First, some housekeeping:
We have a winner! In the first anniversary Unplugged Traveler new paid subscriber sweepstakes, Allison Kowalkowski has won Patron of the Unplugged status. Thanks to a kind gift from my brother Andy (whose Stories from the Field you should definitely check out), Allison gets to choose an upcoming unplugged destination for me. Stay tuned to learn where she decides to send me.
It’s been an unusually busy month, but with a big event and a big story now behind me, I’m eager to get back to unplugged travel. So, onward.



When did cities start installing giant versions of their names in public places? I’ve come across them now in Barcelona, Gdánsk, and Amsterdam, and always feel a slight cringe at the sight of them, like the city itself is trying too hard. Obviously, the 3-D names are made for tourist selfie-snapping, but the idea that Sagrada Familia or the Eiffel Tower are themselves insufficient to identify a city; that the average Instagram user quite literally needs the destination spelled out in order to prove they were there, is just depressing. And there’s something about locations inventing ‘attractions’ just so people will take photos of them that makes me queasy.
So, when I came across RIGA spelled out in Riga, my first inclination was mild annoyance. There was a bunch of tourists, impeding my way across the square as they waited their turn to pose inanely in front of the letters. When the crowd parted a bit, I noticed that, for some reason, there was a cartoon cat perched on the Riga, its black tail curving over the letter A.
Whatevs. I kept walking. But again and again throughout that first day in Latvia, I kept coming across the cartoon cat, sometimes alone, sometimes accompanied by a Labrador, a ring-tailed lemur, and what looked for all the world like capybara. The animals featured on posters splashed around the city. They were sold as figurines in souvenir stands. They towered overhead on billboards. The cat was even on the t-shirt of the woman behind the desk at the tourist office.
“What’s with all the cats?” I asked her.

You are no doubt more culturally informed than I, and will by now have deduced that the cat and other animals are the protagonists of Flow. And Flow is an animated film that, 3 days before my arrival in Riga, had just won the Oscar for feature animation. In fact, as I learned from the tourist office lady, it was the first time a Latvian film had ever won an Oscar. That very afternoon, the filmmakers were arriving back in the country, bearing their shiny new award, which would be on display to the public at the Latvian National Museum of Art. “You should go see it!” she urged. “It is very exciting.”
Of course I went.
The line snaked down the curving staircase and across the museum rotunda, and I passed the time by talking to Ričards and Ketrīna, who had added an Oscar-viewing stop to their date night in the city. “It’s a historic moment for Latvia,” Ričards said, when I asked him why they had come. “Plus we really liked the movie,” added Ketrina, who had seen Flow twice. “Even before it won.”
It took about 30 minutes to advance to the viewing platform, where not only the Oscar, but also the film’s Bafta and the Golden Globe stood on display. The statues themselves were about as interesting as you might imagine, and if I’m honest, there was part of me that had approached the scene with condescension, like: Historic? Really? Why are all these people getting so excited by an award they had absolutely nothing to do with?
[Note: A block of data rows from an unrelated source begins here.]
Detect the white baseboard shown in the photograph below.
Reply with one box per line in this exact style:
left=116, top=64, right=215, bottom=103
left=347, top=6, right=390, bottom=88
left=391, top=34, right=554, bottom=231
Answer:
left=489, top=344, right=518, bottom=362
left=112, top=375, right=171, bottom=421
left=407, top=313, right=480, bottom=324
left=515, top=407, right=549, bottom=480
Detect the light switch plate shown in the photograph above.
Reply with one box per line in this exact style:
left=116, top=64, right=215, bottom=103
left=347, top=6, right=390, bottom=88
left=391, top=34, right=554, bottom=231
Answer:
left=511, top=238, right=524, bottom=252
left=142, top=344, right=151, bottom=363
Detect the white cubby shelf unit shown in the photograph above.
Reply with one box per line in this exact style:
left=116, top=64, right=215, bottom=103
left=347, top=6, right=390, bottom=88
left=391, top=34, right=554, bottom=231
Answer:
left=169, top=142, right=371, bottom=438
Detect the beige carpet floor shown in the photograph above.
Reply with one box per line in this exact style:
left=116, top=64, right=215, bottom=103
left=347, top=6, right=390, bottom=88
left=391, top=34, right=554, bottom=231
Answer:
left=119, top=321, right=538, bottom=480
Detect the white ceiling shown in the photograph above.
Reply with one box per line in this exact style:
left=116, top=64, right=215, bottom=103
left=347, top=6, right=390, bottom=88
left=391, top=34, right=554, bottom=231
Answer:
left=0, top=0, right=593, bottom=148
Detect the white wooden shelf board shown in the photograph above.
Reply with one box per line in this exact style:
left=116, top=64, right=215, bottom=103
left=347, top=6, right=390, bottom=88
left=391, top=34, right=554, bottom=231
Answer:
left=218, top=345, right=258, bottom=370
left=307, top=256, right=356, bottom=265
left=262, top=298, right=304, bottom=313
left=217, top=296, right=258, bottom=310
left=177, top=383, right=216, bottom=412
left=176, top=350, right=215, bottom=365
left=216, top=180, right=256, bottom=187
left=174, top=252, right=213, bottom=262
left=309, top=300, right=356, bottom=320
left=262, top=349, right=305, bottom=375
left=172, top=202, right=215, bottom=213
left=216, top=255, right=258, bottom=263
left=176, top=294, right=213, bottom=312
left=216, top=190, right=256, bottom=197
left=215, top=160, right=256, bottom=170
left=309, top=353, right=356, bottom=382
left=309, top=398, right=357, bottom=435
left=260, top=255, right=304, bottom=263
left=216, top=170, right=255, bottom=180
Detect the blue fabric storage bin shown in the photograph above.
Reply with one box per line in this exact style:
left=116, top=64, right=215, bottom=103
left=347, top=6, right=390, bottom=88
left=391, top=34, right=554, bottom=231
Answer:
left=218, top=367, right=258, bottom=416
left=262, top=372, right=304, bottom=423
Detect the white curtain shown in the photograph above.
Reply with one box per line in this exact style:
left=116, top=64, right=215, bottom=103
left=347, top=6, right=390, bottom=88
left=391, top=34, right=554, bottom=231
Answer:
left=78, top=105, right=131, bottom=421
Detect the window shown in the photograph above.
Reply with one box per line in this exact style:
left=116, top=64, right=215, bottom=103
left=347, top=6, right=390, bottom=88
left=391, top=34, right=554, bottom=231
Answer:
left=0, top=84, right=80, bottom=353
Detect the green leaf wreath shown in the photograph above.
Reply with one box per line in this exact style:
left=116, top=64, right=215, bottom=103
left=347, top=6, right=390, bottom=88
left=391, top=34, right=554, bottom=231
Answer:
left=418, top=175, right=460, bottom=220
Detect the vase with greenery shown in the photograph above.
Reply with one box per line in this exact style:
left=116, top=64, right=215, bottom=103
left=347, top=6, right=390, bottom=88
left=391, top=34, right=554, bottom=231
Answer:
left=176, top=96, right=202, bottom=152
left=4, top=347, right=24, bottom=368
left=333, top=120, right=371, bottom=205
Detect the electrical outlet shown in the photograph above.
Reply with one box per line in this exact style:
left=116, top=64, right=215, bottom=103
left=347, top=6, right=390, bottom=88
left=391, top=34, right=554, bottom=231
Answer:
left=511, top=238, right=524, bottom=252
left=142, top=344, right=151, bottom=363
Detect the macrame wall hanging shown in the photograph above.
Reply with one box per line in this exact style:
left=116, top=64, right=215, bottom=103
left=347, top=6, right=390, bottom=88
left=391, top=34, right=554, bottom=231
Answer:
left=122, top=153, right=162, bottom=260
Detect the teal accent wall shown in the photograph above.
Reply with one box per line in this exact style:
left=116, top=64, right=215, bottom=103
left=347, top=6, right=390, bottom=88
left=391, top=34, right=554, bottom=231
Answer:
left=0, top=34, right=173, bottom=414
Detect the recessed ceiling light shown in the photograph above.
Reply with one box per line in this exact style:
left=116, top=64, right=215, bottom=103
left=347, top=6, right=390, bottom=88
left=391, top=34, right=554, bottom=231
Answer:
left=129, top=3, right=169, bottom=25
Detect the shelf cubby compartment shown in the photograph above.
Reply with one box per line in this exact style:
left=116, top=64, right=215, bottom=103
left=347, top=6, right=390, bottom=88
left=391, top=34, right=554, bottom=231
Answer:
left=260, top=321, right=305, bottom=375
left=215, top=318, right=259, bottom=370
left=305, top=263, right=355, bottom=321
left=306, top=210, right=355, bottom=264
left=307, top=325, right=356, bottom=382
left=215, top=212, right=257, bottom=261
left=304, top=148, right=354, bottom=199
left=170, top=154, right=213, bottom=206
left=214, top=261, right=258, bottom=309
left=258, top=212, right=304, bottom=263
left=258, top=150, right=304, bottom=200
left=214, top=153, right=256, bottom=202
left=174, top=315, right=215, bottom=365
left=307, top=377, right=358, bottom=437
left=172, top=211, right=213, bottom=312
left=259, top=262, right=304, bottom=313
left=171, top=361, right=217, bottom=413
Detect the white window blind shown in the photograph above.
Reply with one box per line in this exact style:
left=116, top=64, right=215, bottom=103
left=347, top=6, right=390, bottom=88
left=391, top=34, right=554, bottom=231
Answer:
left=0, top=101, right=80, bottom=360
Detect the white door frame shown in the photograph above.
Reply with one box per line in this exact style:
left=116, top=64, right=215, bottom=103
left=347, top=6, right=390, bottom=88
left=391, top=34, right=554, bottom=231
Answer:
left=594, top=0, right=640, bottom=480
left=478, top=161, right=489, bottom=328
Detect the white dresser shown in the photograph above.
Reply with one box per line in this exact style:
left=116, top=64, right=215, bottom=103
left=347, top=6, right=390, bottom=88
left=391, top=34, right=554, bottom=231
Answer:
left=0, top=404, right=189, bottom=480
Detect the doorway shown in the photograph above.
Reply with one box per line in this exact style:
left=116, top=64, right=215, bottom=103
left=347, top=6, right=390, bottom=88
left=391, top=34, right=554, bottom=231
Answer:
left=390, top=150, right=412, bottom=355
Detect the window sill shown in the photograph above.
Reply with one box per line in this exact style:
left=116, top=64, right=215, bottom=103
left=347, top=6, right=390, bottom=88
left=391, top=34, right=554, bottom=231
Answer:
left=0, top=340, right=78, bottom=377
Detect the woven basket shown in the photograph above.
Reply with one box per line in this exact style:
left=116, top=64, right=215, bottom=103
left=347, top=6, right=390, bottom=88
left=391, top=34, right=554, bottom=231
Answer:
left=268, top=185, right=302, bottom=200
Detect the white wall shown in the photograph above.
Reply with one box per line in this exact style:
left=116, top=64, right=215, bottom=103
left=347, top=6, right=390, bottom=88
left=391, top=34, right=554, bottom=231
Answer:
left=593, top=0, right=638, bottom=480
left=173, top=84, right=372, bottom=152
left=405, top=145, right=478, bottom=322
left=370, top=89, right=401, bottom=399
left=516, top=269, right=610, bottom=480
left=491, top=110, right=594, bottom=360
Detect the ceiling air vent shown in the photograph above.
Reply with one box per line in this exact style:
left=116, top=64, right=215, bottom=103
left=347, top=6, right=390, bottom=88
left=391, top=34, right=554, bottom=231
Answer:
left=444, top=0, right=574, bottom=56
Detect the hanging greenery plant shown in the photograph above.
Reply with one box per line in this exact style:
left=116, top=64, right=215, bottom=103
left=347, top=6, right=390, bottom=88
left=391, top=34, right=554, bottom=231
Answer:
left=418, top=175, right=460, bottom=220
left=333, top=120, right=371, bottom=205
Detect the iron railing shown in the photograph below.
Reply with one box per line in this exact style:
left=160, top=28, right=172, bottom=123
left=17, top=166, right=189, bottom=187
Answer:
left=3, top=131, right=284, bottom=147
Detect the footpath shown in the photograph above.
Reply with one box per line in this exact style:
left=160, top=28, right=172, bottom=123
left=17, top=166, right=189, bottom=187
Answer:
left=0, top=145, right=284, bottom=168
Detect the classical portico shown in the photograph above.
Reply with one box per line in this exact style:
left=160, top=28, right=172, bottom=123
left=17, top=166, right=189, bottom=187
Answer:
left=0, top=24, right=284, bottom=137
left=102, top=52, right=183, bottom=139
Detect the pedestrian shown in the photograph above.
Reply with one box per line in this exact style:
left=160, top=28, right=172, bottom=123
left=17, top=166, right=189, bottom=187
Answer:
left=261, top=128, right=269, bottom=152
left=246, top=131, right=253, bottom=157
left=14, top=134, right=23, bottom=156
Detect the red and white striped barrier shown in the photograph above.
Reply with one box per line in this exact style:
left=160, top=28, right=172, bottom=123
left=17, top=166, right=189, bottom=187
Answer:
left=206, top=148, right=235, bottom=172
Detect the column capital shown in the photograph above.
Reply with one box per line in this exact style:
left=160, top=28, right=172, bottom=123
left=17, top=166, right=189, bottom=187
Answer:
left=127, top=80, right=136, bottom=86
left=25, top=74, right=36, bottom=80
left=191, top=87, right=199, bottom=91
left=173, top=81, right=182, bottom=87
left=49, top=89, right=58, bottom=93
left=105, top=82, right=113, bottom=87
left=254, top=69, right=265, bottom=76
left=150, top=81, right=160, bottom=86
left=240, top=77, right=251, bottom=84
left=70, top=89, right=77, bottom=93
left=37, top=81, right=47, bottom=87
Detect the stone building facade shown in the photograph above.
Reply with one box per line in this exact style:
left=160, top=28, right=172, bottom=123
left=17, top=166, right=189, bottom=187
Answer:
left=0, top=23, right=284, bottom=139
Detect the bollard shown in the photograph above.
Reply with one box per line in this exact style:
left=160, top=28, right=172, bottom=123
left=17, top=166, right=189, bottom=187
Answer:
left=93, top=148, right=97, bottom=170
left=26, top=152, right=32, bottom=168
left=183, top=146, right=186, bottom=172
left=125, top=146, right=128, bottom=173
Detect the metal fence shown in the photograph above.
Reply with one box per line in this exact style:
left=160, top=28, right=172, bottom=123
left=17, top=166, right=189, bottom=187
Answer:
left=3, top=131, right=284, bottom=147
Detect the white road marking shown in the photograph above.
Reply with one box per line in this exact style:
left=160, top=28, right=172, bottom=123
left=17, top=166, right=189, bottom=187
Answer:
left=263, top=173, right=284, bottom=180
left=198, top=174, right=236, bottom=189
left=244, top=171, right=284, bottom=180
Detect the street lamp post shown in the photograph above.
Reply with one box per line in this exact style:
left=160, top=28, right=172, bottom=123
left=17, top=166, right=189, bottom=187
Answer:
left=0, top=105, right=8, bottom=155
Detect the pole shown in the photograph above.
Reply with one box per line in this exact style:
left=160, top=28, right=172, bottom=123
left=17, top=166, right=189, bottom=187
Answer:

But then I looked at their faces. Every person in that line went up to the Oscar and posed, beaming, with a pride that could not have been greater if they had written the script themselves. It was the pride of a small nation that had achieved the highest international recognition in something, but it was also the pride of transference, that way of feeling like if one member of your community does good, it reflects well on all of you. It made me wonder what it would feel like, in that moment, to be so proud of your country.
Walking home that night, I passed the RIGA sign again. There was again a crowd in front of it, smaller this time, but still posing for photos. This time, instead of huffily pushing my way through, I stopped and listened. The crowd wasn’t made up of tourists, I realized. They were Latvians.
I didn’t see Flow until I returned to Copenhagen. In it, the protagonists survive a catastrophic flood by collaborating, albeit in a non-anthropomorphized way that feels entirely true to their individual animal natures. It is a gripping, moving, utterly delightful film that is both an artistic achievement and a gentle political statement. I would have been proud of it too.
Great story, Lisa. The most touching line? "It made me wonder what it would feel like, in that moment, to be so proud of your country." We may never know.
I gave up caring about the Oscars years ago but I very much appreciate your bringing Flow to my attention as I'll now check it out.
As for the condescendion you felt, I felt it in me as well as I read it and, man, there's a lot to be unpacked there!